Jeremiah Morrow ( born October 6, 1771 in Gettysburg, Pennsylvania, † March 22, 1852 in Lebanon, Ohio ) was an American politician ( Democratic- Republican) and from 1822 to 1826, the ninth Governor of Ohio. This State, he also represented in both houses of Congress.

Early years and political rise

Jeremiah Morrow attended the local schools of his home. In 1795 he moved to the Warren County in what is now Ohio State. There he worked as a teacher, surveyor and farmer.

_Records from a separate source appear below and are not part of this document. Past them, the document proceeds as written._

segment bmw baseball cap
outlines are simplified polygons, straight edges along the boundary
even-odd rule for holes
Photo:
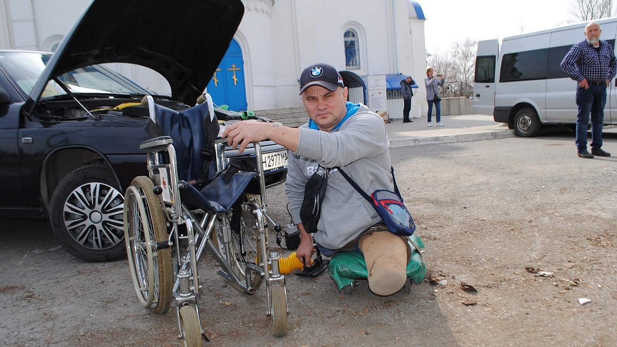
[[[330,91],[345,87],[343,78],[334,67],[327,64],[312,65],[300,75],[300,94],[310,86],[321,86]]]

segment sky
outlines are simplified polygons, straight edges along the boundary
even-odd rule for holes
[[[429,53],[447,52],[467,38],[499,39],[578,22],[573,0],[416,0],[424,11]],[[581,40],[583,33],[581,33]]]

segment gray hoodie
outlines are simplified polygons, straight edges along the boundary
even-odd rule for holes
[[[331,132],[300,127],[295,153],[290,151],[285,191],[294,224],[299,224],[304,186],[320,165],[345,170],[365,192],[394,189],[389,142],[383,120],[365,105]],[[336,170],[330,172],[315,241],[337,249],[381,220],[373,207]]]

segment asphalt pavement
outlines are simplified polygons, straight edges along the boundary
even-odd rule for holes
[[[390,147],[453,143],[515,136],[513,130],[508,129],[507,125],[495,122],[492,115],[442,116],[443,127],[437,127],[433,119],[433,127],[430,127],[426,117],[412,119],[413,122],[411,123],[396,120],[386,124]]]

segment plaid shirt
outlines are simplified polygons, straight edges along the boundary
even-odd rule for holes
[[[580,82],[600,82],[612,80],[617,73],[617,61],[613,48],[606,41],[600,41],[598,52],[586,40],[574,44],[559,64],[571,78]]]

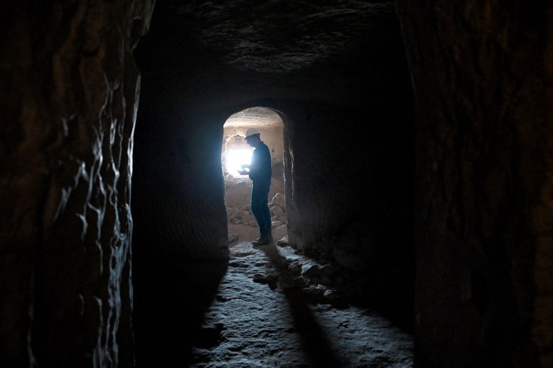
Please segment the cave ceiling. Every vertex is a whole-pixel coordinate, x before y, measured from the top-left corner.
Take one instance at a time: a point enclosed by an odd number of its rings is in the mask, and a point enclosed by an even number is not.
[[[166,0],[156,4],[161,7],[164,26],[172,23],[227,65],[257,72],[329,62],[347,68],[359,55],[377,69],[400,43],[389,1]]]

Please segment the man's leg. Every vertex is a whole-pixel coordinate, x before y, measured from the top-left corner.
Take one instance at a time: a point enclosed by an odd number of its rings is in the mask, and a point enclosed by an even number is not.
[[[252,202],[250,207],[259,226],[260,238],[254,243],[263,245],[272,242],[271,237],[271,213],[269,211],[268,197],[270,186],[254,184],[252,188]],[[263,243],[263,244],[261,244]]]

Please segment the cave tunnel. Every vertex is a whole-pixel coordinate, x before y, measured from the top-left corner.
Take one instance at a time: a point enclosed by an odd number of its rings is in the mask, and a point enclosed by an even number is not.
[[[552,367],[552,14],[5,4],[0,365]],[[254,248],[224,145],[261,108]]]

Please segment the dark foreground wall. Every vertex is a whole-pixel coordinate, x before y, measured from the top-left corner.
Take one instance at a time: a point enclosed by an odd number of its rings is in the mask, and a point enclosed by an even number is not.
[[[419,111],[417,364],[552,367],[553,6],[397,7]]]
[[[152,6],[3,6],[3,367],[132,365],[131,51]]]

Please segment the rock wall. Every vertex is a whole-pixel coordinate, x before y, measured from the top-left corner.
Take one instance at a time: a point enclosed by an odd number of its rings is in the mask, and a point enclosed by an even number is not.
[[[553,6],[396,3],[419,111],[416,361],[551,367]]]
[[[283,20],[312,25],[293,39],[288,39],[288,27],[275,30],[276,23],[260,22],[261,18],[253,19],[252,29],[260,35],[252,36],[246,27],[252,12],[243,9],[246,3],[156,5],[150,32],[135,53],[142,72],[133,180],[135,280],[147,282],[168,258],[227,255],[223,124],[237,112],[263,106],[279,111],[284,122],[290,244],[364,273],[386,291],[382,299],[404,308],[411,320],[413,155],[406,61],[393,5],[347,3],[337,10],[315,1],[252,10],[277,18],[279,25]],[[362,9],[349,8],[355,6]],[[194,10],[197,13],[191,13]],[[311,12],[303,19],[299,12]],[[196,16],[208,19],[199,21]],[[369,26],[364,17],[373,16],[377,23]],[[352,23],[355,30],[330,39],[333,27]],[[366,26],[371,31],[361,30]],[[385,46],[375,28],[386,35]],[[220,30],[225,33],[221,37]],[[319,37],[328,43],[320,43]],[[256,48],[258,39],[274,41],[270,46],[286,58],[296,43],[306,48],[305,55],[285,63],[272,48]],[[238,43],[243,47],[229,48]],[[319,50],[324,46],[328,49]],[[306,63],[310,57],[315,59]],[[252,59],[256,62],[250,65]],[[156,303],[156,288],[137,281],[136,300]],[[364,297],[368,289],[360,293]],[[139,313],[136,304],[135,320],[149,318]],[[137,327],[137,342],[155,328]]]
[[[153,1],[10,2],[0,16],[0,365],[130,367],[130,211]]]

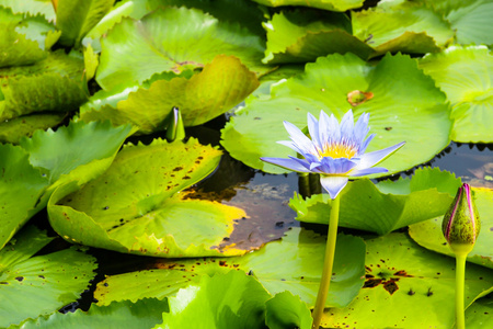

Between 1801 and 1802 Morrow was a member of the Territorial Parliament of Ohio. In 1803 he spent a year in the State Senate. After Ohio had become a state in the U.S., he represented it in the U.S. House of Representatives in Washington. In 1813 he transferred within the Congress in the Senate, where he remained until 1819. 1822 Morrow belonged to a Commission for the expansion of channels in Ohio. In the same year he was elected with 41.1 percent of the vote against incumbent Allen Trimble ( 36.1 percent) and William W. Irvin ( 17.4 percent ) as the new governor of his state.

Governor of Ohio

Morrow took up his new post on December 28, 1822. After a re-election in 1824 he was able to exercise it until December 19 in 1826. During this time, a land tax was introduced in Ohio. Construction on the Ohio - Erie Canal was completed and carried by the state new school system has been introduced. During his tenure, the consequences of the economic crisis of 1819 have been overcome. In addition to the completed Ohio - Erie Canal more new waterways were built. Also the roads of the state were expanded. At the end of his second term he declined a reelection.

Further CV

Even after the end of his governorship Morrow remained politically active. Between 1827 and 1828 he was a member of the State Senate. In the years 1829 and 1835, he was selected in each case in the House of Representatives from Ohio. Between 1840 and 1843 he was again a deputy in the U.S. House of Representatives. There he served as Chairman of the Committee for the administration of state lands ( Public Land ). In 1842 he declined to run again for reasons of age. In Ohio Morrow was one of the founders of the Whig party. After 1843, he has held public office. He retreated into his private life and devoted himself to his own business. Jeremiah Morrow died in 1852. He was married to Mary Park Hill, with whom he had six children.